Two Polygamist Sect Survivors Tell Their Stories

"When I Thought of My Dad, I Thought of Him Being God"

ABC News/July 7, 2008

There's been a lot in the news recently about polygamist groups, but what is it really like for the children who grow up in them? [Ms. L.] and Estephania LeBaron are two women who spent their childhoods in two very different -- and very troubled groups -- and later escaped.

The women shared with "Good Morning America" what it is like to live in and to survive the secret society of a renegade polygamist sect.

"The children were all taught that if we were ever to talk about what happened sexually inside the group, that we will go straight to hell," [Ms. L.] said of her time spent inside the Zion Society.

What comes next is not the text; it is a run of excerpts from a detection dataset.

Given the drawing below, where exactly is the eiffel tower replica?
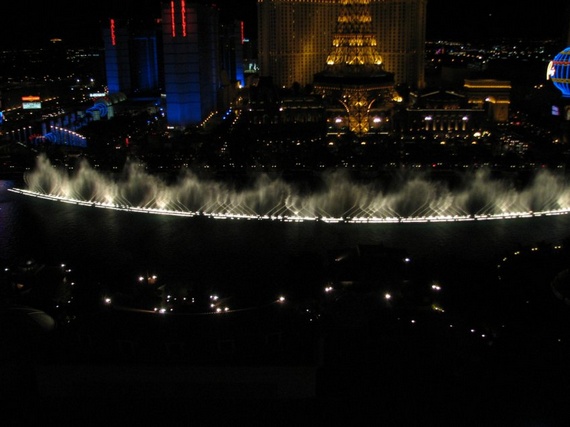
[313,0,395,137]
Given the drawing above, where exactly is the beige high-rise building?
[257,0,427,89]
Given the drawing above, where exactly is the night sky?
[0,0,570,48]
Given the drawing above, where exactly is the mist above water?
[20,153,570,221]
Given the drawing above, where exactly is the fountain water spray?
[10,156,570,223]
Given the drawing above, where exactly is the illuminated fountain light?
[9,158,570,224]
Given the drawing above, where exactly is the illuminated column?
[162,0,220,128]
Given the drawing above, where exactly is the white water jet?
[12,157,570,222]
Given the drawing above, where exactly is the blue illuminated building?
[103,19,161,96]
[162,0,220,128]
[221,20,245,87]
[548,47,570,98]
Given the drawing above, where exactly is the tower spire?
[313,0,395,137]
[327,0,383,74]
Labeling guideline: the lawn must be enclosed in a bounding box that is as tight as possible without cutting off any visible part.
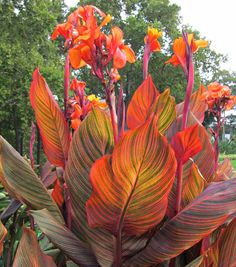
[220,154,236,171]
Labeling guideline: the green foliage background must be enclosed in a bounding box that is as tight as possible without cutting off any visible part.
[0,0,236,154]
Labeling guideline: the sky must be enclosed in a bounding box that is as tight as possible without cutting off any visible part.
[170,0,236,71]
[65,0,236,71]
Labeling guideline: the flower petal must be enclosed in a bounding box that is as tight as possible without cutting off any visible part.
[113,47,127,69]
[122,45,136,63]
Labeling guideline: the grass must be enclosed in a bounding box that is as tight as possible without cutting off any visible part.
[220,154,236,171]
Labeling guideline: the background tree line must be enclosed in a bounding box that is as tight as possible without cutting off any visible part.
[0,0,236,157]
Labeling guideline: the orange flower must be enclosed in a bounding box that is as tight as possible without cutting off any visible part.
[202,82,236,110]
[107,27,136,69]
[144,27,162,53]
[165,33,208,70]
[52,5,111,69]
[109,68,120,82]
[69,78,107,130]
[70,78,86,92]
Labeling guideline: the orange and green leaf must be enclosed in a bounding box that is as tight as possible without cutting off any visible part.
[12,228,56,267]
[86,118,176,235]
[127,75,159,129]
[176,84,207,123]
[218,219,236,267]
[0,136,63,223]
[182,163,207,207]
[171,124,202,164]
[30,69,70,170]
[0,221,7,256]
[30,209,99,267]
[126,179,236,266]
[149,89,176,134]
[214,158,234,182]
[65,107,114,265]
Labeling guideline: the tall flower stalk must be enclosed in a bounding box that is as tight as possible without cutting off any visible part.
[166,31,207,214]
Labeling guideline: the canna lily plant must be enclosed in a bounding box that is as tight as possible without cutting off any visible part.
[0,5,236,267]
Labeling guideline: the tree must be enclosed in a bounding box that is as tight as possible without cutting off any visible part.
[67,0,230,102]
[0,0,63,153]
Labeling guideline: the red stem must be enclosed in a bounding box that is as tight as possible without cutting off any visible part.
[114,228,122,267]
[108,93,118,144]
[182,53,194,131]
[102,81,118,144]
[175,160,183,214]
[176,33,194,217]
[64,53,70,119]
[143,44,150,80]
[214,112,221,170]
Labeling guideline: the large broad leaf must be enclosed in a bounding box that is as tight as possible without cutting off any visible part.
[176,84,208,123]
[168,113,215,217]
[126,179,236,266]
[13,228,56,267]
[0,221,7,256]
[86,117,176,236]
[65,108,114,266]
[214,158,234,182]
[127,75,159,129]
[182,163,207,207]
[30,209,99,267]
[0,136,63,222]
[171,124,202,164]
[30,69,70,170]
[218,219,236,267]
[148,89,176,133]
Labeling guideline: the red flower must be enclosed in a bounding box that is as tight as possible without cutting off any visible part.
[144,27,162,53]
[107,27,136,69]
[202,82,236,110]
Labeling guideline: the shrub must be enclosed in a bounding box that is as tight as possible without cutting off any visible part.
[0,6,236,266]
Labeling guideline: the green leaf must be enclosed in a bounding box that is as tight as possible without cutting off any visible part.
[126,179,236,266]
[218,219,236,267]
[13,228,56,267]
[127,75,159,129]
[0,136,64,223]
[65,108,114,265]
[30,209,99,267]
[86,116,177,236]
[30,69,70,167]
[0,221,7,256]
[150,89,176,134]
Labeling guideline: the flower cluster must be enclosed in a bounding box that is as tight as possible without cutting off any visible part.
[52,5,136,80]
[202,82,236,110]
[69,78,107,130]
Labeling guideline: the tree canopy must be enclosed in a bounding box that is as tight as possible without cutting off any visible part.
[0,0,236,153]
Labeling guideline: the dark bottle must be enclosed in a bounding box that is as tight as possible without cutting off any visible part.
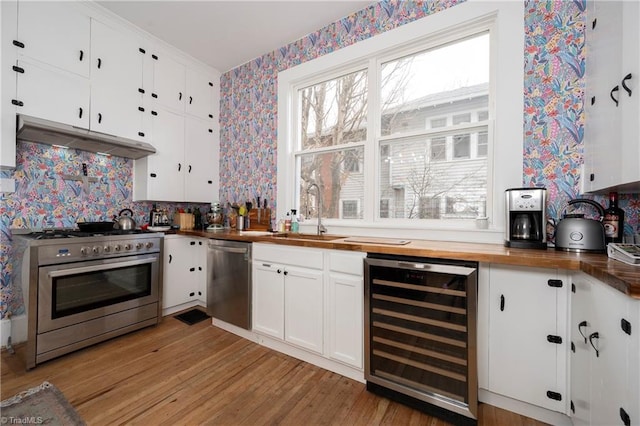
[193,207,202,230]
[602,192,624,244]
[149,203,158,226]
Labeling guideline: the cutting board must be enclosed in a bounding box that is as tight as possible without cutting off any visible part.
[343,237,411,246]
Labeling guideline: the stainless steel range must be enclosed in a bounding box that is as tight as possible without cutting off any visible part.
[17,230,164,369]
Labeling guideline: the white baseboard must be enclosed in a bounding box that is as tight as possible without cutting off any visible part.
[212,318,365,383]
[478,389,573,426]
[0,315,28,348]
[162,300,202,317]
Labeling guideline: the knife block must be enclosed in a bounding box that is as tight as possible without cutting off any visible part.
[248,209,271,231]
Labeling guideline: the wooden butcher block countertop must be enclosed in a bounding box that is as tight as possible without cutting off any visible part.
[178,230,640,299]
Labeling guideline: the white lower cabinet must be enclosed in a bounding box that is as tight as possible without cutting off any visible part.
[571,273,640,425]
[479,264,569,414]
[283,266,324,354]
[252,243,365,369]
[252,244,324,353]
[325,251,366,368]
[162,235,207,315]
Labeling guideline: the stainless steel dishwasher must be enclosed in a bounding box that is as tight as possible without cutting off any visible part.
[207,240,251,330]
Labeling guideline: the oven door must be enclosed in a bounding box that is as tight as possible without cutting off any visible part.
[37,253,160,333]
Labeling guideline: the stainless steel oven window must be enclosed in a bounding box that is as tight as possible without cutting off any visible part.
[51,263,151,319]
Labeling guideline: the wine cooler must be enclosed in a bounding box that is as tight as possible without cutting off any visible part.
[365,254,478,424]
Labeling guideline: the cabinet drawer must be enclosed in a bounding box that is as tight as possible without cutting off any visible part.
[253,243,323,269]
[329,252,366,277]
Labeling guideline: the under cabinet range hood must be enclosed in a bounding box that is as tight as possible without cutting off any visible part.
[16,115,156,160]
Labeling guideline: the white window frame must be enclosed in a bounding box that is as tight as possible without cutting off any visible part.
[338,198,360,220]
[277,0,524,243]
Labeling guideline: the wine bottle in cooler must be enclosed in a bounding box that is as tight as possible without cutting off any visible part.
[602,192,624,244]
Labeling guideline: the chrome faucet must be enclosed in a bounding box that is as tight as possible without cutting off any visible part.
[307,183,327,235]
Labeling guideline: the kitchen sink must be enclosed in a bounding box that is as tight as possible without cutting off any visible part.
[272,233,347,241]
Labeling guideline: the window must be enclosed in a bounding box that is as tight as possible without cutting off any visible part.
[453,134,471,159]
[431,138,447,161]
[340,200,360,219]
[342,149,360,173]
[476,132,489,157]
[277,2,524,236]
[380,198,391,218]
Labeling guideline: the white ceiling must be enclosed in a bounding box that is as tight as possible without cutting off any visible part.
[97,0,374,72]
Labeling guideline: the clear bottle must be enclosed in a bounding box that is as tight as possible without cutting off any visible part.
[291,209,300,233]
[284,212,291,232]
[602,192,624,244]
[149,203,158,226]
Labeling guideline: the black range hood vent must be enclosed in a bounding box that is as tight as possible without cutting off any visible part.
[16,115,156,160]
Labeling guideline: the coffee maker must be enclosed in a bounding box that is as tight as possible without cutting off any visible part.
[504,188,547,249]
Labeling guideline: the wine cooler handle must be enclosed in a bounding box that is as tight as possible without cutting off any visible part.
[589,331,600,358]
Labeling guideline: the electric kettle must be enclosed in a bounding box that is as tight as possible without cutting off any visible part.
[555,198,606,253]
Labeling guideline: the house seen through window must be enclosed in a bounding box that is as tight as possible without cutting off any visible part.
[293,31,491,220]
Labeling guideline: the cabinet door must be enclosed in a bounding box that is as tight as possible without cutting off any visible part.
[489,265,567,412]
[0,0,18,169]
[327,272,364,368]
[584,2,622,191]
[18,1,90,78]
[184,116,219,203]
[588,276,640,425]
[91,20,146,141]
[570,277,593,426]
[252,261,284,339]
[143,110,184,201]
[619,1,640,186]
[185,69,213,120]
[17,59,89,129]
[284,266,323,353]
[162,237,192,309]
[152,53,187,112]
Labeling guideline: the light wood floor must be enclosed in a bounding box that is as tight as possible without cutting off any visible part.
[1,310,542,426]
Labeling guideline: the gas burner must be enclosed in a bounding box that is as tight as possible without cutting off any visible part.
[29,228,149,240]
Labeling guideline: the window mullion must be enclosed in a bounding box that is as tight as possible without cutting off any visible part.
[362,57,382,222]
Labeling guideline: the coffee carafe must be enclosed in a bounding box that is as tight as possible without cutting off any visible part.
[504,188,547,249]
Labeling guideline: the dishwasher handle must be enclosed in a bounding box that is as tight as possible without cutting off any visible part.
[209,244,247,254]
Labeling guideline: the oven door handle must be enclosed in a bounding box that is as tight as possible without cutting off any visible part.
[48,258,158,278]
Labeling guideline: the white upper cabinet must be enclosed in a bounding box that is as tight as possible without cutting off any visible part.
[12,1,91,128]
[582,1,640,192]
[133,108,219,203]
[14,1,91,78]
[91,20,149,141]
[151,53,186,112]
[185,69,215,120]
[16,58,90,129]
[133,110,184,201]
[184,116,220,203]
[151,52,217,120]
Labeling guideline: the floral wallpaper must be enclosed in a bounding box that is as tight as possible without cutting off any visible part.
[0,142,209,318]
[0,0,640,318]
[523,0,640,235]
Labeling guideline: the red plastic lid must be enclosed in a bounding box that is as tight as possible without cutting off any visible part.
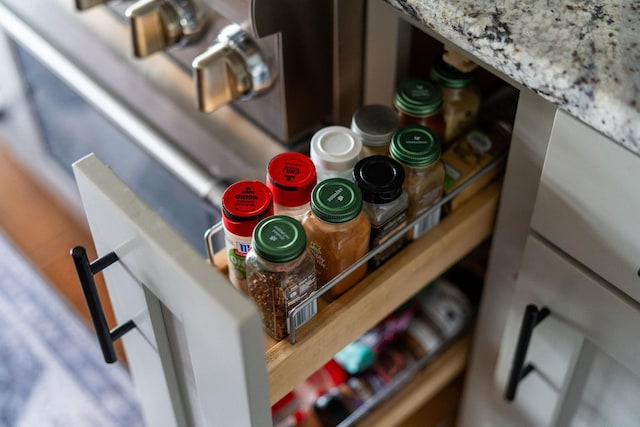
[222,181,273,236]
[267,152,317,207]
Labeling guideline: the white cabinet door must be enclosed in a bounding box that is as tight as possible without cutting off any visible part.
[496,236,640,427]
[73,155,271,427]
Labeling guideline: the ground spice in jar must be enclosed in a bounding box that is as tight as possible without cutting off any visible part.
[302,178,370,300]
[222,181,273,293]
[246,215,317,340]
[431,58,480,147]
[393,79,446,141]
[266,152,317,220]
[390,126,445,240]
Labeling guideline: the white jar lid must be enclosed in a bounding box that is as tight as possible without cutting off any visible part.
[309,126,362,171]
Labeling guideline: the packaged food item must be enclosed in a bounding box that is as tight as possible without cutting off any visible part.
[442,121,511,212]
[271,359,348,427]
[222,181,273,293]
[266,152,317,220]
[309,126,362,182]
[351,104,400,157]
[393,79,445,141]
[246,215,317,340]
[302,178,370,300]
[431,58,480,145]
[390,126,444,240]
[353,156,409,267]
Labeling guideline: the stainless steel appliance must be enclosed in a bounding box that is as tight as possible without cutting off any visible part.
[0,0,363,254]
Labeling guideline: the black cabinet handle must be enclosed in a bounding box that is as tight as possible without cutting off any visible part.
[504,304,551,402]
[71,246,136,363]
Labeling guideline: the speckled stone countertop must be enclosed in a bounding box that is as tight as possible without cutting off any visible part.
[386,0,640,155]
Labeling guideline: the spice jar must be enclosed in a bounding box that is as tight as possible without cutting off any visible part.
[353,156,409,267]
[393,79,445,141]
[431,58,480,145]
[246,215,317,340]
[309,126,362,182]
[351,104,400,157]
[302,178,370,300]
[390,126,445,240]
[222,181,273,293]
[266,153,316,220]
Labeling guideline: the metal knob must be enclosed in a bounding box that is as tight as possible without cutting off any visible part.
[191,24,275,112]
[125,0,206,58]
[76,0,109,10]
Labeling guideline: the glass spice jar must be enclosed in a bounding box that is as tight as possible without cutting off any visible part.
[266,152,317,221]
[390,126,445,240]
[351,104,400,157]
[393,79,446,141]
[353,156,409,268]
[222,181,273,293]
[309,126,362,182]
[246,215,317,340]
[302,178,370,300]
[431,58,480,147]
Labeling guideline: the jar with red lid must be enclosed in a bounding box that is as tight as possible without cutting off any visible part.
[266,152,317,221]
[393,79,445,141]
[222,181,273,293]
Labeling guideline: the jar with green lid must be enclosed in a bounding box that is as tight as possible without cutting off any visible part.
[393,79,445,140]
[431,58,480,145]
[351,104,400,157]
[390,126,445,240]
[302,178,370,300]
[246,215,317,340]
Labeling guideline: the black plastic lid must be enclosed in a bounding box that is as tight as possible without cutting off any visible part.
[353,156,404,204]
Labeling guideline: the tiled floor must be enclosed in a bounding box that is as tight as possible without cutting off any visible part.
[0,143,121,362]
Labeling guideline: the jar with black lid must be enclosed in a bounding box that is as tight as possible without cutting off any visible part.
[390,126,445,240]
[246,215,317,340]
[353,156,409,267]
[431,58,480,145]
[393,79,445,140]
[351,104,400,157]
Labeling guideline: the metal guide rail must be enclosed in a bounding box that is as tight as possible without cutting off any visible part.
[204,154,507,344]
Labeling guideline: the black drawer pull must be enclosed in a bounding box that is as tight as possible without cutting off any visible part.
[71,246,136,363]
[504,304,551,402]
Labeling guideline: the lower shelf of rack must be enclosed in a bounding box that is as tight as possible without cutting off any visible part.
[363,335,471,427]
[265,182,501,404]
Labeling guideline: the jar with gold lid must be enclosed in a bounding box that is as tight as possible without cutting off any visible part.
[431,58,480,145]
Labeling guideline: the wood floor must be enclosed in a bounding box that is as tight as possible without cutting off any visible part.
[0,143,123,358]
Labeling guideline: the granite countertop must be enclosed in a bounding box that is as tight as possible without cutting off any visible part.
[386,0,640,155]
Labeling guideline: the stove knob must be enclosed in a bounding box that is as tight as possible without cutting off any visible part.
[125,0,206,58]
[191,24,275,113]
[76,0,108,10]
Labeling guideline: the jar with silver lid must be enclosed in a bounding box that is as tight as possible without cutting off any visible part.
[351,104,400,157]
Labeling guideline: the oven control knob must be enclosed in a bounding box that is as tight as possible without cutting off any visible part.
[192,24,275,113]
[125,0,206,58]
[76,0,108,10]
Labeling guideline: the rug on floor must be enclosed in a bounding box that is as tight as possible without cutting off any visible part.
[0,233,143,427]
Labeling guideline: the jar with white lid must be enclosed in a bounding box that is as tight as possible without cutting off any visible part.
[309,126,362,182]
[351,104,400,158]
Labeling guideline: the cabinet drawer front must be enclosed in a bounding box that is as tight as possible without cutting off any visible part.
[532,112,640,301]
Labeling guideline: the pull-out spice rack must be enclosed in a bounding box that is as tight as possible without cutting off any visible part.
[205,156,505,404]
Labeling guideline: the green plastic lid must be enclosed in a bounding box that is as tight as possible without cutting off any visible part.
[253,215,307,263]
[393,79,442,116]
[389,125,440,166]
[431,58,476,89]
[311,178,362,223]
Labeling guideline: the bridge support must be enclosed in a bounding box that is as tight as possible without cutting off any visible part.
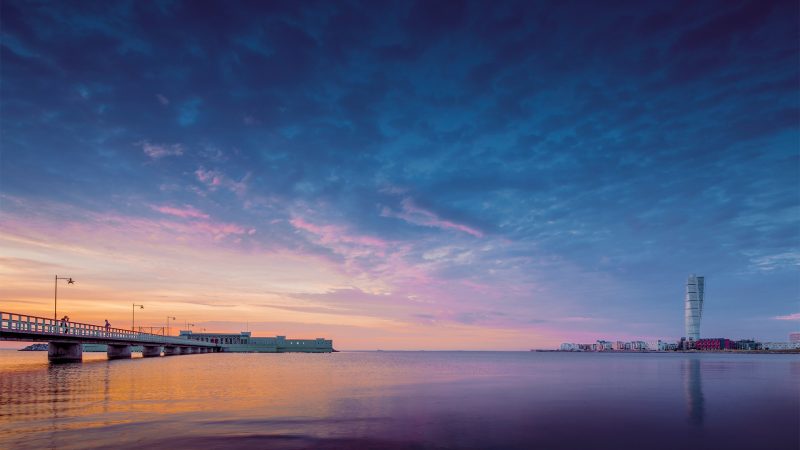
[106,344,131,359]
[142,345,161,358]
[47,342,83,363]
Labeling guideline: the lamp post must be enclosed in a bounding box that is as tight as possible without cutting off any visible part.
[131,303,144,331]
[53,275,75,320]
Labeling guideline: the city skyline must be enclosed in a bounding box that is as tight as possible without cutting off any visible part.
[0,1,800,350]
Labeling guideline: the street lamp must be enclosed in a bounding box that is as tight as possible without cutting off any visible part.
[167,316,175,336]
[53,275,75,320]
[131,303,144,331]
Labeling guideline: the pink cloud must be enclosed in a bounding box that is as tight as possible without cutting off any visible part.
[150,205,209,219]
[289,217,388,249]
[141,141,183,159]
[381,198,483,238]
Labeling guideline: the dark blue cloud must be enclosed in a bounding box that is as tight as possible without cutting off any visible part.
[0,1,800,338]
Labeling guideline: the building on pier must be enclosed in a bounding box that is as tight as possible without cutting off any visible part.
[180,330,333,353]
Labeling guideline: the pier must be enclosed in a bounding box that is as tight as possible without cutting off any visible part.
[0,311,222,362]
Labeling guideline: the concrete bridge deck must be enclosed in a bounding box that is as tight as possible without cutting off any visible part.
[0,311,221,362]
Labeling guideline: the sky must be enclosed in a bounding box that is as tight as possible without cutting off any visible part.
[0,0,800,350]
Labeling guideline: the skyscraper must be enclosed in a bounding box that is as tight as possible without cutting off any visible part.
[684,274,705,341]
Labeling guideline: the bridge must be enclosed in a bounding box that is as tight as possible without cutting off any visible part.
[0,311,221,362]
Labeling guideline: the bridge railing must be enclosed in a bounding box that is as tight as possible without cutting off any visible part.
[0,311,215,347]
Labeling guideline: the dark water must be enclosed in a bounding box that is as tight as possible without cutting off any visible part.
[0,351,800,450]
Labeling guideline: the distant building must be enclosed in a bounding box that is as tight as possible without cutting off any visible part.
[595,339,613,352]
[761,342,794,350]
[694,338,735,350]
[684,274,705,341]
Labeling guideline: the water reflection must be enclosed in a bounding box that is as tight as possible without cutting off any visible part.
[683,358,705,428]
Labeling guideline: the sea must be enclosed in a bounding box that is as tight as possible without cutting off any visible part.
[0,350,800,450]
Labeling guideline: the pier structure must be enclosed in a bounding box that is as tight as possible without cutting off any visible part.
[0,311,222,362]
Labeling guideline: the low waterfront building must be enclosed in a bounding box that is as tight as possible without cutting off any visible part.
[694,338,734,350]
[733,339,758,350]
[761,342,800,350]
[180,330,333,353]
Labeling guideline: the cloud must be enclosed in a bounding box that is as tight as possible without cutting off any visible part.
[773,313,800,320]
[194,166,250,196]
[289,217,388,250]
[150,205,209,219]
[141,141,184,159]
[381,197,483,238]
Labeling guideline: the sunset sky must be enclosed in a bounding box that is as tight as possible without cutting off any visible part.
[0,0,800,350]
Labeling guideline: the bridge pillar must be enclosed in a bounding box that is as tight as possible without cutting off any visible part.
[47,342,83,363]
[142,345,161,358]
[106,344,131,359]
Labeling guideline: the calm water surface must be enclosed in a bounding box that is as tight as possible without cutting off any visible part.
[0,351,800,450]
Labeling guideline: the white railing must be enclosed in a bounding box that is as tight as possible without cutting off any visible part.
[0,311,216,347]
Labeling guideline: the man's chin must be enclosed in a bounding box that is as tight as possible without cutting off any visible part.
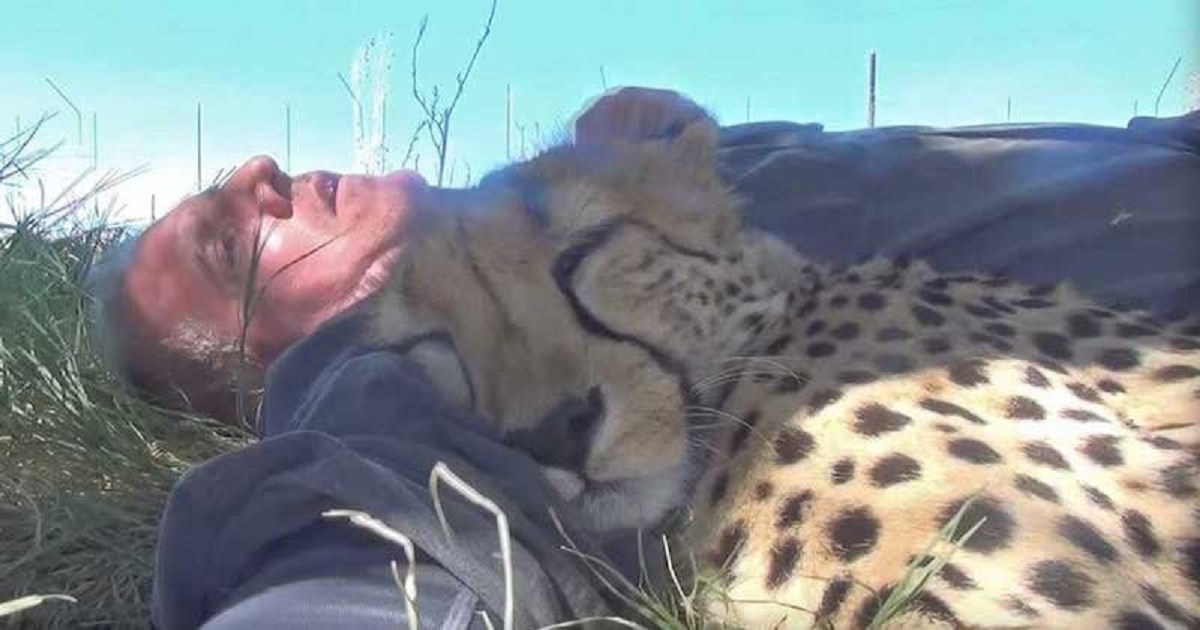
[338,245,401,311]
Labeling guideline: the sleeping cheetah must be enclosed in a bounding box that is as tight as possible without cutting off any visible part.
[372,92,1200,628]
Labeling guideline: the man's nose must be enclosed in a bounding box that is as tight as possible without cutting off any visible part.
[224,155,292,218]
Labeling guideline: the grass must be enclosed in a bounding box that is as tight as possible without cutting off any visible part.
[0,126,248,628]
[0,126,973,630]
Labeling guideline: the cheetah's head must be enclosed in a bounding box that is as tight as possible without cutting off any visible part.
[360,88,801,529]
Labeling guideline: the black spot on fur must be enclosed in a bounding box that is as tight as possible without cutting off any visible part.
[912,304,946,328]
[1141,584,1200,626]
[1014,474,1058,503]
[983,322,1016,338]
[767,536,800,590]
[964,304,1000,319]
[1033,332,1074,361]
[937,563,978,590]
[804,341,838,359]
[854,402,912,438]
[1067,313,1100,340]
[967,332,1013,352]
[809,389,841,414]
[1062,409,1109,422]
[1096,348,1141,372]
[858,292,888,311]
[1004,396,1046,420]
[917,289,954,306]
[948,359,988,388]
[708,521,746,568]
[1112,611,1165,630]
[1021,442,1070,470]
[817,578,851,619]
[1013,298,1054,308]
[1026,560,1096,610]
[1116,323,1158,340]
[775,490,812,529]
[946,438,1002,466]
[1025,365,1050,389]
[708,472,730,505]
[920,398,988,425]
[829,460,854,485]
[1067,383,1100,402]
[1079,436,1124,467]
[869,452,920,487]
[1152,365,1200,383]
[767,335,792,354]
[1038,359,1070,376]
[828,506,880,563]
[775,428,814,466]
[923,337,950,354]
[1058,515,1117,563]
[938,496,1015,553]
[838,370,878,385]
[875,326,912,343]
[979,295,1016,314]
[1162,462,1200,499]
[1121,510,1163,558]
[1081,485,1116,511]
[829,322,862,341]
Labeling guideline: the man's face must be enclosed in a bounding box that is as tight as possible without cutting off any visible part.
[126,157,425,365]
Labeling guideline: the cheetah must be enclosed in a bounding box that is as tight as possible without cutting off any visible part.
[370,92,1200,628]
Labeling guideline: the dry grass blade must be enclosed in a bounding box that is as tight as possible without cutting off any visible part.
[868,493,986,630]
[0,595,78,617]
[322,510,421,630]
[430,462,515,630]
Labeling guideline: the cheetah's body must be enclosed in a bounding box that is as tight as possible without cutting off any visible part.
[373,100,1200,628]
[676,254,1200,628]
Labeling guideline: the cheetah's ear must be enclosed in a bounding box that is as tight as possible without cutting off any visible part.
[574,88,715,145]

After she was abandoned by her mother, [Ms. L.] was adopted and her new parents joined the Zion Society, a group led by a retired landscaper and excommunicated Mormon named Arvin Shreeve.

"I always had a feeling that something wasn't right. That it wasn't normal," said [Ms. L.].

Shreeve divided the women into groups called Sister Councils in which it was their job to sew lingerie to sell to local strippers. But first they had to model the lingerie. Shreeve reportedly even hired strippers to train his wives for the sect's fashion shows.

[Ms. L.], who as part of a Sister Council learned to sew at a young age, said that she "hoped that I could stand out somehow to Arvin, and that he'll notice that I'm here too."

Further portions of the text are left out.